Do more DWARF reading in the background

This patch rearranges the DWARF reader so that more work is done in the background. This is PR symtab/29942. The idea here is that there is only a small amount of work that must be done on the main thread when scanning DWARF -- before the main scan, the only part is mapping the section data. Currently, the DWARF reader uses the quick_symbol_functions "lazy" functionality to defer even starting to read. This patch instead changes the reader to start reading immediately, but doing more in worker tasks. Before this patch, "file" on my machine: (gdb) file /tmp/gdb 2023-10-23 12:29:56.885 - command started Reading symbols from /tmp/gdb... 2023-10-23 12:29:58.047 - command finished Command execution time: 5.867228 (cpu), 1.162444 (wall) After the patch, more work is done in the background and so this takes a bit less time: (gdb) file /tmp/gdb 2023-10-23 13:25:51.391 - command started Reading symbols from /tmp/gdb... 2023-10-23 13:25:51.712 - command finished Command execution time: 1.894500 (cpu), 0.320306 (wall) I think this could be further sped up by using the shared library load map to avoid objfile loops like the one in expand_symtab_containing_pc -- it seems like the correct objfile could be chosen more directly.

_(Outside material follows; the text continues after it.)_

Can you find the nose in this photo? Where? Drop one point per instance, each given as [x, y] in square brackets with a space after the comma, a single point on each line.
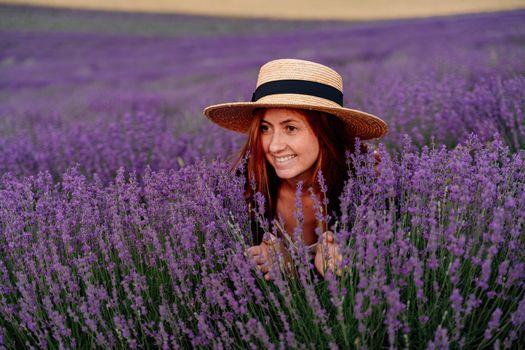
[277, 143]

Bug: https://sourceware.org/bugzilla/show_bug.cgi?id=29942 Bug: https://sourceware.org/bugzilla/show_bug.cgi?id=30174
author: Tom Tromey <tom@tromey.com> 2023-03-24 23:35:02 -0600
committer: Tom Tromey <tom@tromey.com> 2024-01-08 18:40:21 -0700
commit: 33c6eaaefcedd45e86d564d014f14cce2620f933 (patch)

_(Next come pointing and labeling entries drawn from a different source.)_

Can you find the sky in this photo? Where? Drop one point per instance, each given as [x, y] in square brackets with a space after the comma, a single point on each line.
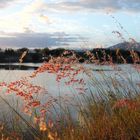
[68, 23]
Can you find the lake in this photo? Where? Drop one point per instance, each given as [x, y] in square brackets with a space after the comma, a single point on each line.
[124, 74]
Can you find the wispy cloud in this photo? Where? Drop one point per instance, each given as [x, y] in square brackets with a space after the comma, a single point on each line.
[36, 40]
[5, 3]
[96, 5]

tree: 65e9699822f70d866cb3e0c6b7d2d05e88712d46 /gdb/dwarf2/cooked-index.h
parent: f7840e9e3eb9d1a157eaae772ea6841f1b83f1ba (diff)

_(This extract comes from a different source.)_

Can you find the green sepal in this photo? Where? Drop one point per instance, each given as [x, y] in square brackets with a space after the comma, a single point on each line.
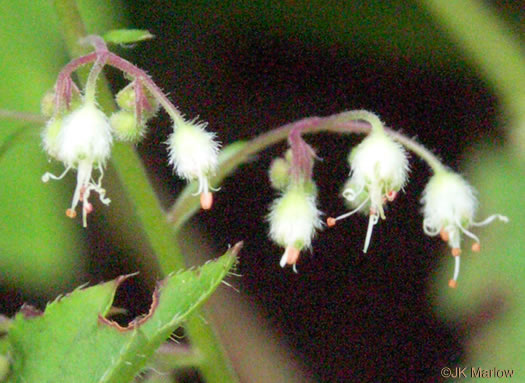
[73, 341]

download: gdb-33c6eaaefcedd45e86d564d014f14cce2620f933.zip
gdb-33c6eaaefcedd45e86d564d014f14cce2620f933.tar.gz
gdb-33c6eaaefcedd45e86d564d014f14cce2620f933.tar.bz2
1 files changed, 207 insertions, 45 deletions
diff --git a/gdb/dwarf2/cooked-index.h b/gdb/dwarf2/cooked-index.h
index 914a595..909e4c0 100644
--- a/gdb/dwarf2/cooked-index.h
+++ b/gdb/dwarf2/cooked-index.h
@@ -32,9 +32,18 @@
 #include "gdbsupport/iterator-range.h"
 #include "gdbsupport/thread-pool.h"
 #include "dwarf2/mapped-index.h"
+#include "dwarf2/read.h"
 #include "dwarf2/tag.h"
 #include "dwarf2/abbrev-cache.h"
 #include "gdbsupport/range-chain.h"
+#include "gdbsupport/task-group.h"
+#include "complaints.h"
+#include "run-on-main-thread.h"
+
+#if CXX_STD_THREAD
+#include <mutex>
+#include <condition_variable>
+#endif /* CXX_STD_THREAD */
 
 struct dwarf2_per_cu_data;
 struct dwarf2_per_bfd;
@@ -64,7 +73,7 @@ std::string to_string (cooked_index_flag flags);
 /* Return true if LANG requires canonicalization.  This is used
    primarily to work around an issue computing the name of "main".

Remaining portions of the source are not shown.